Like any self-reporting cross-sectional survey study, it had a number of important limitations, and causality cannot be inferred. Since respondents were selected from an online panel, there may have been selection bias, not least from those experiencing sleep problems. Individuals can overestimate how long it takes to get to sleep and underestimate how long they have been asleep [32]; furthermore, the responses to sleep and driving questions were self-reported and may have been subject to recall bias. There may also have been responder bias, since prospective participants were told about the purpose of the research.

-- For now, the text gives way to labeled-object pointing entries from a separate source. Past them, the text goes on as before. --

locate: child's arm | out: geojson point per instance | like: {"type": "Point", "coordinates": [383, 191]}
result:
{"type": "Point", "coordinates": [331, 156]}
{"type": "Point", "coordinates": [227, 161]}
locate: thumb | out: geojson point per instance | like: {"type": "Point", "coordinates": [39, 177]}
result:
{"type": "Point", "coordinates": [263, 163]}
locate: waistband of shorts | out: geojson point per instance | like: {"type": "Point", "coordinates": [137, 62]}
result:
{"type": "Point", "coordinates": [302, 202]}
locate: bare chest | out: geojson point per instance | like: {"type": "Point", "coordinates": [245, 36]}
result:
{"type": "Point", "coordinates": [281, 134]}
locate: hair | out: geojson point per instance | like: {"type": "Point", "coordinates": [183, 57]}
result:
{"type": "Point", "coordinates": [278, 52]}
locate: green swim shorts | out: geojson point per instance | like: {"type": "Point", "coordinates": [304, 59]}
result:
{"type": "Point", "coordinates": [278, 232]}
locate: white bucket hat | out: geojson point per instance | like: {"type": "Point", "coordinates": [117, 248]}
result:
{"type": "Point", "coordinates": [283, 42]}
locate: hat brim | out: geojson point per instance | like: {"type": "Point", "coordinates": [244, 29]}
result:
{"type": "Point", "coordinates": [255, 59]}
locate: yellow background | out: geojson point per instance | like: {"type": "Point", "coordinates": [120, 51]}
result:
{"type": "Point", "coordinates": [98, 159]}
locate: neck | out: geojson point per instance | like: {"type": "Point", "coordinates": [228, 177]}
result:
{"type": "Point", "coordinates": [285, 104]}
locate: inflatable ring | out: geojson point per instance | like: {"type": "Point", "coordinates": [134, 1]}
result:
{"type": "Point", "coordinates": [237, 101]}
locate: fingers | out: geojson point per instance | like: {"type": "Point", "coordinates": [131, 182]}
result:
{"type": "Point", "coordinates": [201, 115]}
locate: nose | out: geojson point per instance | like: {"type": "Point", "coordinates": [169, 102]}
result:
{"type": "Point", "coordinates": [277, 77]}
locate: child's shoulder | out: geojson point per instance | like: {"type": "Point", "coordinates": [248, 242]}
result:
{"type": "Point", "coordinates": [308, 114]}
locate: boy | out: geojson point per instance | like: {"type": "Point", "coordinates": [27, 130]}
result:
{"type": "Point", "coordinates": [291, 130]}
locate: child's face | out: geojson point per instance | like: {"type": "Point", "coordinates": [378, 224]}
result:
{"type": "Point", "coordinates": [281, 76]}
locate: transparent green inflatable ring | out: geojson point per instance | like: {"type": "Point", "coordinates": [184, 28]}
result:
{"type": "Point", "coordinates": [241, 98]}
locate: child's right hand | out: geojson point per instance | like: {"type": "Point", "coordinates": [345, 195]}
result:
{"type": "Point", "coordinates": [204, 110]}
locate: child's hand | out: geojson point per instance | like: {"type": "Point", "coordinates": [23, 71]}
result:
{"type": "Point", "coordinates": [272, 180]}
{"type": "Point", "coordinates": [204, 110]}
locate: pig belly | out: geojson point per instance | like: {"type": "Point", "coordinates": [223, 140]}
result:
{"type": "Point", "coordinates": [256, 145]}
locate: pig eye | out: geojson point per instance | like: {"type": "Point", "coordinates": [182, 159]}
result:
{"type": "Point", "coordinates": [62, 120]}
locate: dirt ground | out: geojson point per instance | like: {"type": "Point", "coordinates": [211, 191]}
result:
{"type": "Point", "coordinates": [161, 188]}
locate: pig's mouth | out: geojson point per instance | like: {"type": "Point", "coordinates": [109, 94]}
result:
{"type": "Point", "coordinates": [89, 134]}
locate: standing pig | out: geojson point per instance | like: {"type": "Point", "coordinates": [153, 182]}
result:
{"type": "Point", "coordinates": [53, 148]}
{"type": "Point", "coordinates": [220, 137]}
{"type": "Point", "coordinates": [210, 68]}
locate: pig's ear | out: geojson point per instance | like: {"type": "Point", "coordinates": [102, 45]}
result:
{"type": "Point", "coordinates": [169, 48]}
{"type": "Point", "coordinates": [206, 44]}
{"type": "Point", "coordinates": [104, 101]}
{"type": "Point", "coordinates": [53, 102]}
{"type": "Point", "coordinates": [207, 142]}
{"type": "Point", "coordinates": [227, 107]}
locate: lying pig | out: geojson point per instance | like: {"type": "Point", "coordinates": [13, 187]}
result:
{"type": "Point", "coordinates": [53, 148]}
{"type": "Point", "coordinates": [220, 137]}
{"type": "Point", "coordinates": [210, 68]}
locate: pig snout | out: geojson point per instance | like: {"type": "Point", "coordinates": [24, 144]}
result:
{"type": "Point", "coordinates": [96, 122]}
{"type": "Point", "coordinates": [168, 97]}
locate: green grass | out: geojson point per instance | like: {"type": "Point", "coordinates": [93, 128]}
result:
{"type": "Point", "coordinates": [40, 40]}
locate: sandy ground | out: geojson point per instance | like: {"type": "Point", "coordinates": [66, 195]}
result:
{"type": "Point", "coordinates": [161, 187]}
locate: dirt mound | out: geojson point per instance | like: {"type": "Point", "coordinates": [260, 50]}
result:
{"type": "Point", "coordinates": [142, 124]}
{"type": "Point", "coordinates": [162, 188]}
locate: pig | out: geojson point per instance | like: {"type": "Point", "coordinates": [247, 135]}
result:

Nevertheless, the median age of respondents (29 years vs. 30.0 years) and high prevalence of obesity (BMI ≥ 30; 32% vs. 44.6%) are consistent with Saudi Arabian sociodemographic data [33], increasing confidence that the survey represents the wider population. As noted above, the unique situation in Saudi Arabia of women only recently having been permitted to drive meant that men were significantly overrepresented, introducing some bias; however, this also provides some insights into the current minimal contribution of female drivers to MVAs in Saudi Arabia. Furthermore, near misses and actual accidents were not explicitly differentiated. The ESS enquires about an individual’s propensity to fall asleep in different scenarios (e.g., while watching television) in the “present or recent past”, while the survey questionnaire asked respondents to consider their driving over the previous year, which may have introduced recall bias. However, the ESS has been shown to have good levels of internal consistency when tested and re-tested in sleepy drivers over a 3-year period [34]. The answers to the ESS are subjective and although the instrument is well validated, it may not reflect objective measures of sleepiness [35].

Nevertheless, this is the largest population-based analysis of associations between sleep factors and sleepy driving in Saudi Arabia, and the first data to include female drivers in Saudi Arabia. Sleepy driving and sleep-related accidents/near-misses are common in Saudi Arabia. The data show that, in addition to demographic factors, EDS was consistently associated with falling asleep while driving and a history of a sleep-related accident or near miss. Further efforts are required to quantify the contribution of sleepiness to MVAs to develop and prioritize interventions to prevent MVA-related injuries and death. Road safety campaigns must encourage drivers to practice good sleep hygiene at all times.